İnsan sosyal bir varlıktır ve toplum içinde diğer insanlar ile olan münasebetleri ruh hallerini belirler. Sosyal yönü güçlü insanlar bile modern çağımızda yalnızlığa yöneliyorsa bunun en bariz iki nedeninden bahsedebiliriz. Teknolojinin gelişmesiyle dijital kölelik ve insan ilişkilerindeki güven ve samimiyetin azalması…
Dedem rahmetli, “İnsanların umudunu kırmayın, umudunu kaybeden o insanın belki de son sahip olduğu şeydir” derdi. Asgari yaşam koşullarını sağlayamayan insanları dahi hayata bağlayan, hayatın en zor sınav anlarında bile ruhsal çöküntüye derman olan şeydir umut. Umut kadim medeniyetimizde her zaman korkudan bir adım önde tavsiye edilmiştir. Korku ve umut arasında dengeyi sağlamak hayat tecrübesine ve inancın gücüne bağlıdır…
İnsanın hayat planında varmak istediği menzilleri düşünüp umut ederek yol alabildiği malumdur. Kişisel planların olabilirliği önemlidir. Özgürlük ve adalet ortamında hayal dünyası geniş olur. Ne kadar çabalanırsa da başarılamayacağı hissi ise, liyakatsizliğin baş tacı edildiği ortamlarda yaygın olur. Bu tür olumsuz duyguların ilacı; inanç ve azimle umuda sarılmaktır. Umudun kaynağı da yine kişinin kendisidir.
Herkesin kahramanı yine kendisi olursa, başkasından bir şey beklemeyen, etrafındaki olumsuzluklardan etkilenmeyen başarılı ve erdemli insanlar topluluğu oluşabilir. Birilerinin hak etmediği halde yüceltildiği, algı ile kahramanlaştırıldığı toplumlarda bireylerin hiçbir önemi yoktur. İnsani değerler; özgürlük, adalet, liyakat, insan hakları bir illüzyondan başka bir şey ifade etmez. Dijital çağın, gücü elinde olana hizmet ettiği bir yönetim şekli, toplum mühendisliği ile halkları çok kolay köleleştirebilir…
Bu durumdan kurtulmanın yegâne yolu umuttur. Depresyona girip, hayata küsmek, etrafına cansız gözler ile bakmak ve mevcut şartları kabullenmek insan olana yakışmaz. Eğer bulunduğu ortamda umudunu yeşertecek çabalar sonuç vermiyorsa o halde hicret düşünülebilir.

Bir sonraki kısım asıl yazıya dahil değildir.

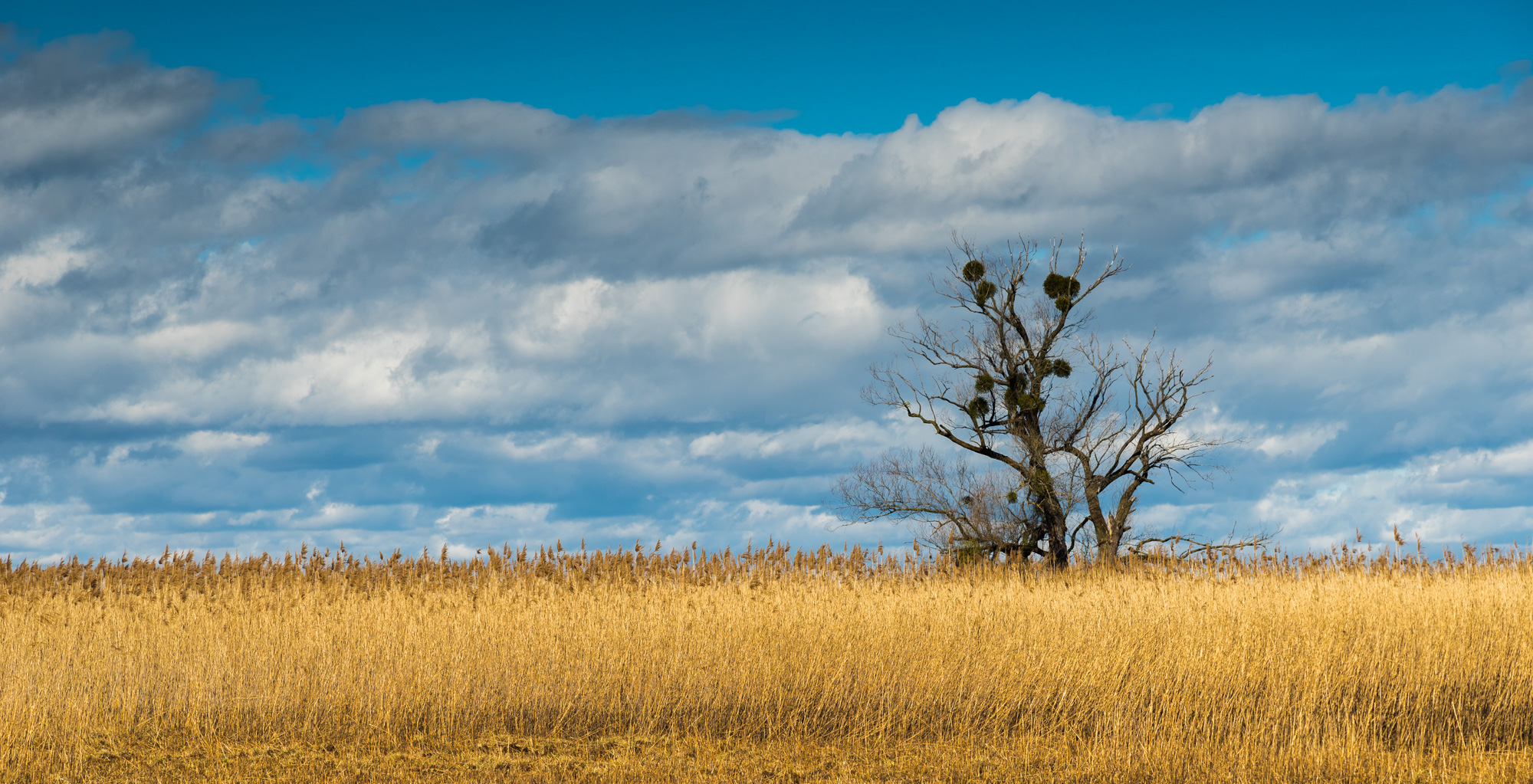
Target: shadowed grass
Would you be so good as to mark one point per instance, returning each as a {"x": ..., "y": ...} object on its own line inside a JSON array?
[{"x": 767, "y": 665}]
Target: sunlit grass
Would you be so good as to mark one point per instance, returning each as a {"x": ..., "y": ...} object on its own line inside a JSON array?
[{"x": 778, "y": 665}]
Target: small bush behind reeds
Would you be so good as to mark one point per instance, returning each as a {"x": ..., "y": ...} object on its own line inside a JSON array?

Akıntıya karşı kürek çekmenin de bir yöntemi vardır ancak ehline malumdur. İlmi siyaset denen bir erdemli davranış şekli ki, ehli olmayanın uygulaması onun zilleti de olabilir. Umut her daim olmalıdır ve hicret bile olsa bir gün iyiliğin hâkim olduğu günler hayal edilmelidir…
Toplumların kaderi kişinin seferine paralel olmayabilir, toplum dibe doğru batarken kişinin çıkışı da olabilir bu ise ancak umut ile mümkündür.